A Guide to Information on Greenhouse Gases and Ozone Depletion
Published July 1988 through June 1999



Item #d92feb67

Three groups compiling global surface temperature records--the Goddard Institute for Space Studies, NOAA's Climate Analysis Center, and the U.K. Meteorological Office (with the University of East Anglia)--all have found 1991 to be the second warmest year on record. The warmest year was 1990, while 1988 is third. Were it not for the eruption of Mount Pinatubo in June, 1991 might have been warmer. Pinatubo added particles to the stratosphere that should cool the globe by an estimated 0.5 degrees centigrade for over a year, an amount equal to all the warming of the past 100 years. (Science, p. 281, Jan. 17, 1992; Global Environ. Change Rep., pp. 5-6, Jan. 17.)

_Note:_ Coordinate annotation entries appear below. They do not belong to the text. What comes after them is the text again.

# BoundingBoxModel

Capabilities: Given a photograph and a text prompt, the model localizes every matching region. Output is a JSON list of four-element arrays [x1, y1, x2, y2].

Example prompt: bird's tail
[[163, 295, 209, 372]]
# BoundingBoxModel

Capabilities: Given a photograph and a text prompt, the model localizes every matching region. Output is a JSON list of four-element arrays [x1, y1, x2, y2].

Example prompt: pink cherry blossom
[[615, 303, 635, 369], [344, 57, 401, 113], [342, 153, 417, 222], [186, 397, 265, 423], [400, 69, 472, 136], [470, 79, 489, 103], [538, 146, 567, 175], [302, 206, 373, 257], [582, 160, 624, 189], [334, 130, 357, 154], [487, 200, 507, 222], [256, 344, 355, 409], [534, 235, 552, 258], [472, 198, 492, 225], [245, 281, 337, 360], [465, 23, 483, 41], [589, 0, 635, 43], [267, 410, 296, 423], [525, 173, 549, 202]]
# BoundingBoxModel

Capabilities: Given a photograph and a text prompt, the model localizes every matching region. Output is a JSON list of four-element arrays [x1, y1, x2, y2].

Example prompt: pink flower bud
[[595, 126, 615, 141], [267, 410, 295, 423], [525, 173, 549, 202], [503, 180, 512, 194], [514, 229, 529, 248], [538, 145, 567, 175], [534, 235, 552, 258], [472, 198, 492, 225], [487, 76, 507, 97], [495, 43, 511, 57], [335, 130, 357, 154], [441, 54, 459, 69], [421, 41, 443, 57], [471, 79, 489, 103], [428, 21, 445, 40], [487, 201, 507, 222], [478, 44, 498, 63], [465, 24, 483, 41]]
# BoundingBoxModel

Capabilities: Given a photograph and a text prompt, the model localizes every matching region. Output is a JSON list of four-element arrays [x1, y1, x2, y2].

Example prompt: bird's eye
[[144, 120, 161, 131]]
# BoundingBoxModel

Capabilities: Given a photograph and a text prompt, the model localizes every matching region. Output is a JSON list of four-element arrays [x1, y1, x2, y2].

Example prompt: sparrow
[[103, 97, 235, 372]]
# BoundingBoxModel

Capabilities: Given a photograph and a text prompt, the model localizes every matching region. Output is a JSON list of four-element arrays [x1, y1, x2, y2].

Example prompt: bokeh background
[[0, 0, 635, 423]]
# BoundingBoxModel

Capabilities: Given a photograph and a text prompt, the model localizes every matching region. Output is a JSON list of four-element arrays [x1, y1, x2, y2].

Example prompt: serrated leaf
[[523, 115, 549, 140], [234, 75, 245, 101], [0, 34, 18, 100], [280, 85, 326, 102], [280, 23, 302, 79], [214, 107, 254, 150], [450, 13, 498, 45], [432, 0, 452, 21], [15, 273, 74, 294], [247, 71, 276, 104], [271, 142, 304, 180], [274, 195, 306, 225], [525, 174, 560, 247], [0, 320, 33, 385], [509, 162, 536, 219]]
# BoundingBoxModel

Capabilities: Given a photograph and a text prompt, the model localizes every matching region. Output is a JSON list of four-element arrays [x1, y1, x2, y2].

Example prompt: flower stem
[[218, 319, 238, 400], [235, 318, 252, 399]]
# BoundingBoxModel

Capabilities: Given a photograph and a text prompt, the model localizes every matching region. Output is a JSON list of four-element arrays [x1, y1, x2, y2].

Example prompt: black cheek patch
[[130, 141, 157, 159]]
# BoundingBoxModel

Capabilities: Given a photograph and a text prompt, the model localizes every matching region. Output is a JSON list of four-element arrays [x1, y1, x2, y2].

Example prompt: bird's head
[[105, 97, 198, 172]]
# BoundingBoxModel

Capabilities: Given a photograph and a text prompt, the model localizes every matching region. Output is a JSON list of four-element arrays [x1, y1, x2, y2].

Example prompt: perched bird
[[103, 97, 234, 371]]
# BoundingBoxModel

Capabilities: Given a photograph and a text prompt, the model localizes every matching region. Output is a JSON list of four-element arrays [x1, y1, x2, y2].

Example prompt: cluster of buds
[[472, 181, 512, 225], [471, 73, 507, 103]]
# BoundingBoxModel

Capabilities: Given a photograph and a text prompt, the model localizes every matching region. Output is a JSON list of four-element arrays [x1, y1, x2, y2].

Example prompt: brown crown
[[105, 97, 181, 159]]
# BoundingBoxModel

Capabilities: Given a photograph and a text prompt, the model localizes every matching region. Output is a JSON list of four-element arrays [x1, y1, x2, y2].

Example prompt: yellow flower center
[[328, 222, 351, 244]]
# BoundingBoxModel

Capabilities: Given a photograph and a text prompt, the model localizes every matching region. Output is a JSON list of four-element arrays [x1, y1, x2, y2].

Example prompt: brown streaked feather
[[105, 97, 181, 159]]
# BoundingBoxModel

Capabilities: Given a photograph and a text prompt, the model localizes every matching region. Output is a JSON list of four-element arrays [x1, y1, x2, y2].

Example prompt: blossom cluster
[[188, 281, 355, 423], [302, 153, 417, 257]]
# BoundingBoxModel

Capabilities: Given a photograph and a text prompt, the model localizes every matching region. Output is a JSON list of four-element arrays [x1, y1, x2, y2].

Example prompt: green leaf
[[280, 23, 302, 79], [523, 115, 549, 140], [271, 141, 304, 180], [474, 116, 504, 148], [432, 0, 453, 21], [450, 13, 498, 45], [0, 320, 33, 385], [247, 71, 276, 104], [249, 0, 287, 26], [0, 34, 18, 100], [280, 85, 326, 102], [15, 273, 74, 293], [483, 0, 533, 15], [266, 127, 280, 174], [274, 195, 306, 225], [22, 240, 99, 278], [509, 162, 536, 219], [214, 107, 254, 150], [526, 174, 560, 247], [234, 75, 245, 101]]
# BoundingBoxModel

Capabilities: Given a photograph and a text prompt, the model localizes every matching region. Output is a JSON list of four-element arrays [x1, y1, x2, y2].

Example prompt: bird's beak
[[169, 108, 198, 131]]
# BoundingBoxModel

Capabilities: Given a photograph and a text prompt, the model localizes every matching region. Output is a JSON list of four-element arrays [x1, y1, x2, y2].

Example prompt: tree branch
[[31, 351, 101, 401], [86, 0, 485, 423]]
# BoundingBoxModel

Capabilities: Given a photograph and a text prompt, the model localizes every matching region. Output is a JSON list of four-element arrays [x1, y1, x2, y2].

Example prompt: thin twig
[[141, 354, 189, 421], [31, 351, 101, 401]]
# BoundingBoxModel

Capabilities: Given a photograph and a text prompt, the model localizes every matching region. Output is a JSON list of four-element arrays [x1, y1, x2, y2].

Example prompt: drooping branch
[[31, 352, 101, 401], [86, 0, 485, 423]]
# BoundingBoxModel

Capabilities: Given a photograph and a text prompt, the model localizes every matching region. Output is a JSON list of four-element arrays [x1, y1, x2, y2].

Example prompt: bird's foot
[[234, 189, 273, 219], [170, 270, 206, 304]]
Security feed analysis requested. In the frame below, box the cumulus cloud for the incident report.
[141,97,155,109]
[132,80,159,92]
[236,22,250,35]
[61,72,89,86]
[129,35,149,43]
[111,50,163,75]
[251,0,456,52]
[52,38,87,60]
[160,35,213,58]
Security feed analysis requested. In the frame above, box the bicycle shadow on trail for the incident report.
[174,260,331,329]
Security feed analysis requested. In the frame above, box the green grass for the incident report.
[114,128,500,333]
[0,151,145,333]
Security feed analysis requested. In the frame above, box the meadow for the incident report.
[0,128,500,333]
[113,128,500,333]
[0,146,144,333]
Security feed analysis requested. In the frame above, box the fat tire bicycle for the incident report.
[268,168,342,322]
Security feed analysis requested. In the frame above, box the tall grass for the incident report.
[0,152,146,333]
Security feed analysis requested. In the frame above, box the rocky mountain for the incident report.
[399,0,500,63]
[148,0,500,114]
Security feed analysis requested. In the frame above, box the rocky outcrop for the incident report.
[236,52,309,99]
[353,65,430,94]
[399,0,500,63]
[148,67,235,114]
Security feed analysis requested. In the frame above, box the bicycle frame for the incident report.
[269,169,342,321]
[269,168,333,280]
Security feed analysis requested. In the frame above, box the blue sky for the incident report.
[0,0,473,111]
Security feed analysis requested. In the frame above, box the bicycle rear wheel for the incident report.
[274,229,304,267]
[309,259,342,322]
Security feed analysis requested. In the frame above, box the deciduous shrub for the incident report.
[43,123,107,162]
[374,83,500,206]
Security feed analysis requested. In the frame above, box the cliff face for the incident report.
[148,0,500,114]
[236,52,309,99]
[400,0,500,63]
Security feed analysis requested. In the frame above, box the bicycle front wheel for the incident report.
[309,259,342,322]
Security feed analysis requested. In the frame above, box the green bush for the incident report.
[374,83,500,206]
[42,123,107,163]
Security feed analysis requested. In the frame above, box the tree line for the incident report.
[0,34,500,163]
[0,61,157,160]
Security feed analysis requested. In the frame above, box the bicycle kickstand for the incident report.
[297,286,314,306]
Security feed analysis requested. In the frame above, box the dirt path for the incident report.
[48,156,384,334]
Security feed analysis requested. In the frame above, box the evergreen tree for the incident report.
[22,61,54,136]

James Hansen of the Goddard Institute pointed out that injection of particles provides a good test of global climate models, which should be able to represent the cooling influence of Pinatubo. At December's American Geophysical Union meeting in San Francisco, he said the main effect of the cooling will be to delay by several years the time when global warming from greenhouse gases becomes evident (New York Times, p. C4, Dec. 24, 1991). Details of the timing and extent of the cooling are discussed in "Pinatubo Cooling Will Test Greenhouse Models," New Scientist, p. 20, Jan. 11.